Dutton was in Brisbane overnight for a Sky After Dark event, where he accused Labor of “throwing as much mud as they can” which is like Elon Musk having a cry because people don’t want to buy Tesla’s anymore. Dutton, who has a history ranging from accusing asylum seeker women on Nauru of “trying on” rape claims to come to Australia for treatment, calling the opening of migration to Lebanese Muslims “a mistake”, stirring up a fake “African gang” ‘crisis’ for political gain in a Victorian state election, accusing the Labor government of “letting out” “hardened criminals” when it was a high court decision, destroying the Voice referendum with lies and mistruths, who wants to hold a referendum to be able to deport dual citizens and who has a history of just disappearing whenever there are hard questions, suddenly has to face up every single day of an election campaign and is now accusing his opponents of “throwing mud”.
While Dutton has been in the political eye for years, he is largely untested when it comes to facing scrutiny. He’s always had a leader who has cleaned up the messes he made while a minister, and as opposition leader he has mainly stuck to interviews with friendly media. He rarely faces the Canberra press gallery and tends to hold his doorstops outside of Canberra where there is not a lot of institutional memory. When things are on the nose for the opposition leader, he, has Niki Savva and others have repeatedly pointed out, disappears for four or so days and then comes back and pretends there was never any issue. Every time there the Liberal party suffered a mis-step, he would throw up a distraction – nuclear, opposing the voice, won’t stand in front of the Indigenous flag – the list goes on.
This election campaign is the first time he has had to front up every day and face the media and so far, it is not going great. That’s not to say he won’t be successful – a day can be a long time in politics, but in an election campaign it may as well be a month – or that he won’t find a sense of momentum. But the struggles we have seen so far were all predictable.

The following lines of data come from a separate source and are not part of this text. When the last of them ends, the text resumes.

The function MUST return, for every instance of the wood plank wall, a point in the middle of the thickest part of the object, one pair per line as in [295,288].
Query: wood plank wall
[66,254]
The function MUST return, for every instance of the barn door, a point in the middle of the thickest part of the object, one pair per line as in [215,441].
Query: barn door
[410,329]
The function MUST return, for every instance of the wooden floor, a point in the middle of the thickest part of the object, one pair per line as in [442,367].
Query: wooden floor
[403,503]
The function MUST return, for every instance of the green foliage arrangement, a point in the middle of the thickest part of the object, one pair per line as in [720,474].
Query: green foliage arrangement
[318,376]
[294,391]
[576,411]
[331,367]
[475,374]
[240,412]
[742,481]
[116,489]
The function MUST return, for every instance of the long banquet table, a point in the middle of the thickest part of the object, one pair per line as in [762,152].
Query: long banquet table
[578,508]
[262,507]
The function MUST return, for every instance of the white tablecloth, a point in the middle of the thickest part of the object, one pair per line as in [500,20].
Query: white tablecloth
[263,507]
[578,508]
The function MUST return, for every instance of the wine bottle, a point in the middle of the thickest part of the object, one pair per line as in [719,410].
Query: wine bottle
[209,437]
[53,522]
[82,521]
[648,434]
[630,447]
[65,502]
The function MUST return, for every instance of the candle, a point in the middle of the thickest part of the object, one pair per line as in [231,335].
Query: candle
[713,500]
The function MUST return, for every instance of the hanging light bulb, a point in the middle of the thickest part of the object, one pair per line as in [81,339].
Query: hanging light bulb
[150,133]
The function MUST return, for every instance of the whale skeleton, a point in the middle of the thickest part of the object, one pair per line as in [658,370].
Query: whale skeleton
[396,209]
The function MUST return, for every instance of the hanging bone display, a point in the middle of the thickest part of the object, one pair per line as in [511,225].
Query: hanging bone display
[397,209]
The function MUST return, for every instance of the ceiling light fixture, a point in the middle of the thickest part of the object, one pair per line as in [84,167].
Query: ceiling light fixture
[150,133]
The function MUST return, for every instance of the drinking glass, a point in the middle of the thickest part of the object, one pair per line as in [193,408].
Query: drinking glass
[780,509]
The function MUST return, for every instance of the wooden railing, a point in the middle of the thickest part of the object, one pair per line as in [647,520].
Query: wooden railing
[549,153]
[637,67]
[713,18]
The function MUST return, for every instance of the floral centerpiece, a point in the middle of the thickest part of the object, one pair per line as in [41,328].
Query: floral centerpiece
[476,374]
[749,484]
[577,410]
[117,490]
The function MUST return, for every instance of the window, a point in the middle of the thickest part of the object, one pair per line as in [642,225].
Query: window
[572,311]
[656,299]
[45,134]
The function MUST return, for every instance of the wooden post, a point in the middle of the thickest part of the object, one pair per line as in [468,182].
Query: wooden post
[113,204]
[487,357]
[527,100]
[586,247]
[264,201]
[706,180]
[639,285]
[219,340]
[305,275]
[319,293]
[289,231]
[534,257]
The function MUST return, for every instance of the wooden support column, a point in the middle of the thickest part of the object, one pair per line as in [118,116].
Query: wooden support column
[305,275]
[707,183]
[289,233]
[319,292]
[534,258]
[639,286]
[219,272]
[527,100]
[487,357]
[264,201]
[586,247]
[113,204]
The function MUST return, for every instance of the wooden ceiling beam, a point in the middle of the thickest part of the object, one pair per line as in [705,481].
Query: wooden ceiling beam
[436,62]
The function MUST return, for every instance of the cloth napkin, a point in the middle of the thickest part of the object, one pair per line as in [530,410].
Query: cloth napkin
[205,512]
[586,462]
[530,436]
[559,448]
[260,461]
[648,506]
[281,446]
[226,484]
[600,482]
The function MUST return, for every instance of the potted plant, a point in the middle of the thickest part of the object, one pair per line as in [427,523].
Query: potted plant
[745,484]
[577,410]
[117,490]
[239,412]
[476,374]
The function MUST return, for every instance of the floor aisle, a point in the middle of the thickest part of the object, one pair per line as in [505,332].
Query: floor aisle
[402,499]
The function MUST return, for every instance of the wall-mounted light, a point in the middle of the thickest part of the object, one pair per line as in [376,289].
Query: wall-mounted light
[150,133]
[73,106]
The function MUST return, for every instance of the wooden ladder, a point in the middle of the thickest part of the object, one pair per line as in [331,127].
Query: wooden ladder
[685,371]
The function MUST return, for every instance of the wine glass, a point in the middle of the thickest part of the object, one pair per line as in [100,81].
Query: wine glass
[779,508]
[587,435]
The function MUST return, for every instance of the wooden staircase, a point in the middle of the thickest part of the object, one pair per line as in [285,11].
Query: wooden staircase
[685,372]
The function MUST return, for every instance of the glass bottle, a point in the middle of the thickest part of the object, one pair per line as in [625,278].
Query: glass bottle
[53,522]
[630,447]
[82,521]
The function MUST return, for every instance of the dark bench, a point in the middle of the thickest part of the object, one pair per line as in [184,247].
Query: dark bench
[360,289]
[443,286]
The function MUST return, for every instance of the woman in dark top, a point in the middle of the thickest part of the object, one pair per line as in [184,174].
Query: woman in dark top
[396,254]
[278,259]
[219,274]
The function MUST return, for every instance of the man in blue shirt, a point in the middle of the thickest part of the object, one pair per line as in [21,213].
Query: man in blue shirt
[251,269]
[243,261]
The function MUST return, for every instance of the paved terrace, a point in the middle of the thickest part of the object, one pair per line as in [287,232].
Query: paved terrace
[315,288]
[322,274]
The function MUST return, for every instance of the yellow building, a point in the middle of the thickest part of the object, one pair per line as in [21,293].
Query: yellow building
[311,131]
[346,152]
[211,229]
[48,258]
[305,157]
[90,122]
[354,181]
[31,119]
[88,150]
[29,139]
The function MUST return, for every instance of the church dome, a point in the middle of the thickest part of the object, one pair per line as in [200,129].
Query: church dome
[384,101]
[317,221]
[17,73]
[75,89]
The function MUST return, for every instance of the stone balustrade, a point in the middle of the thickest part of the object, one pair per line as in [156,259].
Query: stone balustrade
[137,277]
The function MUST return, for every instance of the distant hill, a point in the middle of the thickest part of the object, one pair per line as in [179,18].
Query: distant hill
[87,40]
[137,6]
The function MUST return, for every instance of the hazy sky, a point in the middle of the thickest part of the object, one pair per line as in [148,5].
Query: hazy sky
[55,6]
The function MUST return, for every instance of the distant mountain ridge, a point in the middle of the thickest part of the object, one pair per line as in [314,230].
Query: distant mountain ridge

Dutton is running a campaign on where he wants to take the Liberal party – to the outer suburban seats, which is where he sees the Liberal party’s future. But as a major party, you have to appeal to everyone. And so far, Dutton is struggling with the duality required, not just in an election campaign, but as leader.
Still, there is a long way to go. And while Anthony Albanese has had a better start than last election campaign and has Daniel Andrews helping to coach him on delivering lines and preparing for debates, he doesn’t just have to be across Labor’s election platform, but the world. And with Trump continuing to freak out everyone with pattern recognition, Israel making it clear it’s plan is for the ethnic cleansing of Palestinians with the “Trump” plan, global unrest in general and an Australian public bruised by inflation, the pandemic and dashed hopes, it is not exactly smooth campaign waters for him either.
So let’s get into day four of this mess we are calling an election campaign. Coffee number three is on the stove (I spent last night reading political history and regret many of my choices).
Thanks for spending some time with us today. We promise to try and keep it interesting.